Hi,
I’ve never done any Elixir programming – just reading a bunch of stuff about it.
However, Elixir always draws my attention when I’m working on concurrent stuff in other languages; I mean… the ability to spawn 1000 of processes? That sounds just cool. And, of course, the pipe operator…
Anyway, I’m working on a quite interesting project in Python and I think, Elixir will be a great fit for it…
… and I like your opinion on a “proper” architecture.
Basically, it’s a crawler which crawls certain sites, extracting a list of entries… crawls the website of each entry and stores the result in a database.
At the moment (the Python solution), I crawl the listing site, store each entry in a list, loop through all the entries and crawling them 1-by-1.
Here are my thoughts on structuring the whole application in Elixir:
First, I start the crawling process of the listing site. Each entry found is “transferred” to another process which crawls this entry for certain things.

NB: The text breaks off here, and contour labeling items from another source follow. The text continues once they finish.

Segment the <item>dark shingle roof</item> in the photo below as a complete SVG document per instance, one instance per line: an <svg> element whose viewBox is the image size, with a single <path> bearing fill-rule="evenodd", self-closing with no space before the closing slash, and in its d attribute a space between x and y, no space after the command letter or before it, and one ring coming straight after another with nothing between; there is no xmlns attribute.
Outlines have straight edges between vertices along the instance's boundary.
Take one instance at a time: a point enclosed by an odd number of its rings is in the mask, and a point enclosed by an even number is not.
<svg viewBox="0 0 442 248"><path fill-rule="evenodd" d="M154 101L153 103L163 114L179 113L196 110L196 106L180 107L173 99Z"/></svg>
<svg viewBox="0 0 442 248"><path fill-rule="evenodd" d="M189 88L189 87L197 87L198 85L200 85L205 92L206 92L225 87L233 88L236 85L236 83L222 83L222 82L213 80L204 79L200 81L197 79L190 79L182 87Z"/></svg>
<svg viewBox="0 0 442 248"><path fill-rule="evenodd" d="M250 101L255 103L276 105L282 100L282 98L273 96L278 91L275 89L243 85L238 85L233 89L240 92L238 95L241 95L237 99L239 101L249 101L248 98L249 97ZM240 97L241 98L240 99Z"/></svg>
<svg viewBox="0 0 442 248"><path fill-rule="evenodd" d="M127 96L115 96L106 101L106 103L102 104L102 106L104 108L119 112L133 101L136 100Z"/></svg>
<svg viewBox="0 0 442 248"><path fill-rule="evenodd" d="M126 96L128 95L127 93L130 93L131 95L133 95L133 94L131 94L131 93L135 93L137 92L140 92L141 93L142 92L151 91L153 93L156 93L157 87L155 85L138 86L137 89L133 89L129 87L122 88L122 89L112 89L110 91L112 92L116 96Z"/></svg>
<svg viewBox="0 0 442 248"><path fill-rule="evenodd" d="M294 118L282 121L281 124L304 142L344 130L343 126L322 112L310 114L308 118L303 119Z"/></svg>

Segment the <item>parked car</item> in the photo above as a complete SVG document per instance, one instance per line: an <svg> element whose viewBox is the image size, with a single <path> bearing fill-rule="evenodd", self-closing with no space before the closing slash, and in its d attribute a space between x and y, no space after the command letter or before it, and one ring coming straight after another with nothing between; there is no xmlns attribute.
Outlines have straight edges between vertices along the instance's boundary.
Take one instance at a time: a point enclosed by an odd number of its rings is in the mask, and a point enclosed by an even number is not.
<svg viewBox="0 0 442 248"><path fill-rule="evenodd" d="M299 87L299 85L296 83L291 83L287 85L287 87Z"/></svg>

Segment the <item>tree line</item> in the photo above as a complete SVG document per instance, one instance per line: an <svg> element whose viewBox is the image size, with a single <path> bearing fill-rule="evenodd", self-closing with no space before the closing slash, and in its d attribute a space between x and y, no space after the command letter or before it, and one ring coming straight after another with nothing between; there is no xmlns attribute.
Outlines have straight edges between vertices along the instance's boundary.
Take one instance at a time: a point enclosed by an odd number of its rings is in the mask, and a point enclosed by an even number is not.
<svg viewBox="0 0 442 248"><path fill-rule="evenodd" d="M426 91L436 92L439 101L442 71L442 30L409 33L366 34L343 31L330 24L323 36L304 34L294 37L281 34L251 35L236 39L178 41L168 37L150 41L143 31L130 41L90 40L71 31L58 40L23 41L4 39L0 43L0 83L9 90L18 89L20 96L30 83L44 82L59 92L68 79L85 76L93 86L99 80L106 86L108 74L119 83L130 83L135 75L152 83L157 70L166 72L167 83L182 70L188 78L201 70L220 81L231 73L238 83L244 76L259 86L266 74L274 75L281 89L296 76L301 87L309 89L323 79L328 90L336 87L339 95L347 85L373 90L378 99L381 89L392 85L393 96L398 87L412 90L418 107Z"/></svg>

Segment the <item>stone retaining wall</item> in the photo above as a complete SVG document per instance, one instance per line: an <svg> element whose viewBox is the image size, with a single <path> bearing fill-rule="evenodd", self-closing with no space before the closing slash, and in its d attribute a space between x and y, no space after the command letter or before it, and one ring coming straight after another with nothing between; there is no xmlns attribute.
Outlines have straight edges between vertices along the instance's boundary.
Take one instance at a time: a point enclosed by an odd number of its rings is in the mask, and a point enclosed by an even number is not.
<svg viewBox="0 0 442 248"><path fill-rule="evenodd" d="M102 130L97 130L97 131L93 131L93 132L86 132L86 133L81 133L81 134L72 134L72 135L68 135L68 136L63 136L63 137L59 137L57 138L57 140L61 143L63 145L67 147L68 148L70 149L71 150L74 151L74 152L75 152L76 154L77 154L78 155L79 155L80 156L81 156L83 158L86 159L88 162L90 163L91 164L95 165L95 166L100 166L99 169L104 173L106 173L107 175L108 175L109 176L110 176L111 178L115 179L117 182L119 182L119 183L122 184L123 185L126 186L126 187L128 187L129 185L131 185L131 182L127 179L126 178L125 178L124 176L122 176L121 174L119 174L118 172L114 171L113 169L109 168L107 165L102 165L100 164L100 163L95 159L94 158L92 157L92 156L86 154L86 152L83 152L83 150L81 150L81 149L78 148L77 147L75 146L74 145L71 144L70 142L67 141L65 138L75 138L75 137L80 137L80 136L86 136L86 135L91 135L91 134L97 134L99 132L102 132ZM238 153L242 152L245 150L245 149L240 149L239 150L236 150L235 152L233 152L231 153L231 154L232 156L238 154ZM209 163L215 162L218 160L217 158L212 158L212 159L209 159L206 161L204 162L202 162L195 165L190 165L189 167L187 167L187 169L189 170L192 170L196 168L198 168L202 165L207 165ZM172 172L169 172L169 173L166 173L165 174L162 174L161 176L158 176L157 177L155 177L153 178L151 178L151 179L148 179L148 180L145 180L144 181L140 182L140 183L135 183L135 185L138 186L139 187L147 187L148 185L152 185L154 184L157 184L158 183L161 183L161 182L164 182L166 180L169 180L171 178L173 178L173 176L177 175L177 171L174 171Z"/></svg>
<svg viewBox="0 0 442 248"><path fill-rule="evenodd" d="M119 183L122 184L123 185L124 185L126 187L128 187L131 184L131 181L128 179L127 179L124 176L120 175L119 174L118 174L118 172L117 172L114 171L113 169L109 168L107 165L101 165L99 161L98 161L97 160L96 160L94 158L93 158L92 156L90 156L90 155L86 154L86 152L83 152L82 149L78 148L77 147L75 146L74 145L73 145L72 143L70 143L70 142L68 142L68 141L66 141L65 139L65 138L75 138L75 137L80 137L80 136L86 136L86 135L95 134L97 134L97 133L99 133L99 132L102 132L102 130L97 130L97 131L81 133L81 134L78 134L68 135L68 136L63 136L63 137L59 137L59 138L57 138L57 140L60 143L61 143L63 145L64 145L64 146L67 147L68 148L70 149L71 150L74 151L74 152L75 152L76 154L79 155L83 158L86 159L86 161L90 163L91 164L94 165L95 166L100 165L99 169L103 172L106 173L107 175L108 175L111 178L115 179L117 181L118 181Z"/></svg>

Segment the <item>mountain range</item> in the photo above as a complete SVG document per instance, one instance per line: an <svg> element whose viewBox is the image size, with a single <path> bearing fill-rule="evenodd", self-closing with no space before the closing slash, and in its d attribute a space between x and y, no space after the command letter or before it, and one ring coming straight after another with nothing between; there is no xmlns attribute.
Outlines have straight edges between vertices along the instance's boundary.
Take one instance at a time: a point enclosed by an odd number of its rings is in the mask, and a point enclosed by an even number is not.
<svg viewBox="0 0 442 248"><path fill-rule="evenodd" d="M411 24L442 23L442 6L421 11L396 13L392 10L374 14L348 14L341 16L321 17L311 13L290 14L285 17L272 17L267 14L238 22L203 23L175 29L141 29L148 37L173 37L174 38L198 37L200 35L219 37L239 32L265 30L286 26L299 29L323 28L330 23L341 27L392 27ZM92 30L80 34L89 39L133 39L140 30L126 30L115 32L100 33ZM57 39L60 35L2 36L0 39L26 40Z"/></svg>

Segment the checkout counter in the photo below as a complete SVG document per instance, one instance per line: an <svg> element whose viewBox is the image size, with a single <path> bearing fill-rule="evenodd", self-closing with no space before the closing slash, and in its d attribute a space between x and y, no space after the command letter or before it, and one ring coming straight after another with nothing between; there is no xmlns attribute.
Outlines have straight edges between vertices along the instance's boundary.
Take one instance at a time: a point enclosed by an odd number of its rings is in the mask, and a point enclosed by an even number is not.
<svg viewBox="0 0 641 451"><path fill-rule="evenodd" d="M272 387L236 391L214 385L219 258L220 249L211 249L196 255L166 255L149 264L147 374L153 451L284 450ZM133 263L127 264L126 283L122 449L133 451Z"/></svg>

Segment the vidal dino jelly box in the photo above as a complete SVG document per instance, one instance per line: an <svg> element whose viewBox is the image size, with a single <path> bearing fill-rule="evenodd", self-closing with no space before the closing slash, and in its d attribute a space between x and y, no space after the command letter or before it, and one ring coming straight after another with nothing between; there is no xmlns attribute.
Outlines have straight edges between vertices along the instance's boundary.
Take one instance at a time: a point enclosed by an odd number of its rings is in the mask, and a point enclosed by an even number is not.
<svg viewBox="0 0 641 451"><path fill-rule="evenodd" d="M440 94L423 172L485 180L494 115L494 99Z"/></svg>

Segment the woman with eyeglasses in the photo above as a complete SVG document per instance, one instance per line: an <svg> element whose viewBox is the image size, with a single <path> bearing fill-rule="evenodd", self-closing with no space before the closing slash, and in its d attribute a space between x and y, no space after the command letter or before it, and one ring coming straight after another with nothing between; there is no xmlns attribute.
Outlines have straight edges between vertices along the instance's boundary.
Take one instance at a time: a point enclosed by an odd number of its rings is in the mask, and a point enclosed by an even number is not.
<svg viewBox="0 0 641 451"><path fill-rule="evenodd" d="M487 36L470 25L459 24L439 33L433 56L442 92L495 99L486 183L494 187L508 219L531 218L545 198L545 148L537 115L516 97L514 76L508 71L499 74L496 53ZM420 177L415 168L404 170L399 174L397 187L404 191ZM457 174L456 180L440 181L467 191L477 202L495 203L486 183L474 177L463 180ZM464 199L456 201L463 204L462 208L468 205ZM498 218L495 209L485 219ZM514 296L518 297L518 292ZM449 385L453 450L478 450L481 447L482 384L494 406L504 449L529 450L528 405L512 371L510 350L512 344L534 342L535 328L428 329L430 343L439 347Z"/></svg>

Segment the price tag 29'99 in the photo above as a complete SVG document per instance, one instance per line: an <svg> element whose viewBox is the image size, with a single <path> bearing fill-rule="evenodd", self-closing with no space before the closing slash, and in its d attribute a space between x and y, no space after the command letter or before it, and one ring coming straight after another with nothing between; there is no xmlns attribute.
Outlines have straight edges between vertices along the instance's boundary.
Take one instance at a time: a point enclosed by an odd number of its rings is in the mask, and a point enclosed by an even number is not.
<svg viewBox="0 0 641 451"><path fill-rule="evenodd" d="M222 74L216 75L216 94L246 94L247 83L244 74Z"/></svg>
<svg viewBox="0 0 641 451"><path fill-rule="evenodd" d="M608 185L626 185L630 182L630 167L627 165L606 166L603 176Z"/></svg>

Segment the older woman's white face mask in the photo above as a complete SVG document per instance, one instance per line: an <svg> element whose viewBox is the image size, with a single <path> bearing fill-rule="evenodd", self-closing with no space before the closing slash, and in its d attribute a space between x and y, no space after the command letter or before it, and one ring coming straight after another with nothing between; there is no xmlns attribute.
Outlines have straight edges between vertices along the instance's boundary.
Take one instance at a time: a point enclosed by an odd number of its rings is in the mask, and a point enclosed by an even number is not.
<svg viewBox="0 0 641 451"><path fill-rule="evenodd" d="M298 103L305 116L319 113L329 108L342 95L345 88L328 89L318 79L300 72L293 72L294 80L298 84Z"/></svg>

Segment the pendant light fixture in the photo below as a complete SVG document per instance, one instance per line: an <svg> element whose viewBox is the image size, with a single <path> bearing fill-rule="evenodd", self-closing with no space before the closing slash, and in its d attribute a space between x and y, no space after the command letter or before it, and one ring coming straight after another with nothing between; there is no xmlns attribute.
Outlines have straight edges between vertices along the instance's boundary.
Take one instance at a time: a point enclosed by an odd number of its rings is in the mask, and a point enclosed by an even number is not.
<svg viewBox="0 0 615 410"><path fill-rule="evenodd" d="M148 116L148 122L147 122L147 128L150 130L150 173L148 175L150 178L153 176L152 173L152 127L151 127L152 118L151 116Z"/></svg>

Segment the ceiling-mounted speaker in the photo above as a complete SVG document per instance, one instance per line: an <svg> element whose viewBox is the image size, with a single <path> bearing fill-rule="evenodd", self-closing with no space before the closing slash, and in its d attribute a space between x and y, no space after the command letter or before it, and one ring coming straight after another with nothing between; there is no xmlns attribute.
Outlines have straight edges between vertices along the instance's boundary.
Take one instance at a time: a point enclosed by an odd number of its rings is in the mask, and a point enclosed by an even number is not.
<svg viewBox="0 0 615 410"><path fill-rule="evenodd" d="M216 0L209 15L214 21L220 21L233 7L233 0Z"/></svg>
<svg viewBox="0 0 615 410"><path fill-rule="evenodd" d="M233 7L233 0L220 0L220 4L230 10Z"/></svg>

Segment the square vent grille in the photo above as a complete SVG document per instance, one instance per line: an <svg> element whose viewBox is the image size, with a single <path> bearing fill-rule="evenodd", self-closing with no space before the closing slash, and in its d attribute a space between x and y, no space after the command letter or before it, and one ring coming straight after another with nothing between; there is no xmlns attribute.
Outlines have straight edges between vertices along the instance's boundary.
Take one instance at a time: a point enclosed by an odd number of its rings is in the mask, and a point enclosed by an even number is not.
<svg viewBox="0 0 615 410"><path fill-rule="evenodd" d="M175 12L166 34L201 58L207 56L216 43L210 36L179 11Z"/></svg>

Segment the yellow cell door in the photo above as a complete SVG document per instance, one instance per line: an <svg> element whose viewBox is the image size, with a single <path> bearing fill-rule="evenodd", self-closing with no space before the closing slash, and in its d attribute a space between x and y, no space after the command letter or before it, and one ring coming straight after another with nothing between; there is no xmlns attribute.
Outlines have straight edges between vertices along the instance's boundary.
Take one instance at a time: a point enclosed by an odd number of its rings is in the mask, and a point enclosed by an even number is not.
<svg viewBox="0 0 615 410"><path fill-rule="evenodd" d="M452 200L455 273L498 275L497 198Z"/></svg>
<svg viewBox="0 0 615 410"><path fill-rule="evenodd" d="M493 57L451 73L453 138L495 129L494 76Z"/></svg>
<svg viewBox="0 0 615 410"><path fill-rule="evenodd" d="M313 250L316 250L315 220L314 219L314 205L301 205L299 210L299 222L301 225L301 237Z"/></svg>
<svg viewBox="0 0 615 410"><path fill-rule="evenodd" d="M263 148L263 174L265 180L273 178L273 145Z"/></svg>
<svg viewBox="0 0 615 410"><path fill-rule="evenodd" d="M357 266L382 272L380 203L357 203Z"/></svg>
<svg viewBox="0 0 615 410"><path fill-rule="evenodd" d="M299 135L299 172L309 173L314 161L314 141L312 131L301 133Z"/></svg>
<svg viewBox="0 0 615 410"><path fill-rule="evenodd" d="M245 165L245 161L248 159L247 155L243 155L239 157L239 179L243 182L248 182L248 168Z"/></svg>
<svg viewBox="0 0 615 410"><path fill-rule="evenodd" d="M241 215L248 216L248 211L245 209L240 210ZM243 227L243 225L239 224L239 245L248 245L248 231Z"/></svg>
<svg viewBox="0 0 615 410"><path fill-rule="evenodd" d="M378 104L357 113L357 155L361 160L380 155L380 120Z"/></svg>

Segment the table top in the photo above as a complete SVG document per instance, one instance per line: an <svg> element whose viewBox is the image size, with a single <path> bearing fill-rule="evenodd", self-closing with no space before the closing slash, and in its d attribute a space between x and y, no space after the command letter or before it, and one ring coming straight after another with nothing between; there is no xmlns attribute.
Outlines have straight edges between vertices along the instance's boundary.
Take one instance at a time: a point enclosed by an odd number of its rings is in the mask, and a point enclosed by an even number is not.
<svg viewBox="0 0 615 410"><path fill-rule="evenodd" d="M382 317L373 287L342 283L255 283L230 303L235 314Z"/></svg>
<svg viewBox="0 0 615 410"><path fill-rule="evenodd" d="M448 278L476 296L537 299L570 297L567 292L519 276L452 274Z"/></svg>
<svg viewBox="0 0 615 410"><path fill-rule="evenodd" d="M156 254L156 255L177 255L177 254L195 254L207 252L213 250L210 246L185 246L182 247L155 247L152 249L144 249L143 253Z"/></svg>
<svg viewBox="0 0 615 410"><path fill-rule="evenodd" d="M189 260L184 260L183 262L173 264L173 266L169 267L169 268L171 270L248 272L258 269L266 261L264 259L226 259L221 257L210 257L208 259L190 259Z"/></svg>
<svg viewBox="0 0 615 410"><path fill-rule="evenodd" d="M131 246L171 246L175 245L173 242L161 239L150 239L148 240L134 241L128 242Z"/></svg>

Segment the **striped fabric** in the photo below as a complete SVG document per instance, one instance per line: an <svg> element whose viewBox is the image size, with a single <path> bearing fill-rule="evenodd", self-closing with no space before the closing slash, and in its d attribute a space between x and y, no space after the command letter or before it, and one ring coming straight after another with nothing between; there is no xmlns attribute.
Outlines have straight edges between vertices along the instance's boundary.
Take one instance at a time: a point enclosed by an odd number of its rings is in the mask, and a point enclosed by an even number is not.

I love the idea of spinning up a separate crawling process for each entry found because they are not related to each other. Is this feasible?
I plan to create an umbrella project and want to separate the crawling of the listing site, the crawling of each individual entry sites and the persistence separated as much as possible.
So the crawling of the listing site would be an otp application which sends a message for each entry found with the entry as the payload.
“Someone” listens for that message (the supervisor?) and spawns a process to crawl the entry when receiving such a message.
As I plan to create another otp application for the crawling of the entries, is spawning a process the right term here? In fact it’s a whole application and not just a function that needs to get started.
Last, I send another message when an entry is crawled which is then stored via Ecto by my 3rd application.
As I said in the beginning, I’ve never programmed in Elixir so my structure could be ridiculous…
Any thoughts on this?
Thanks!
- R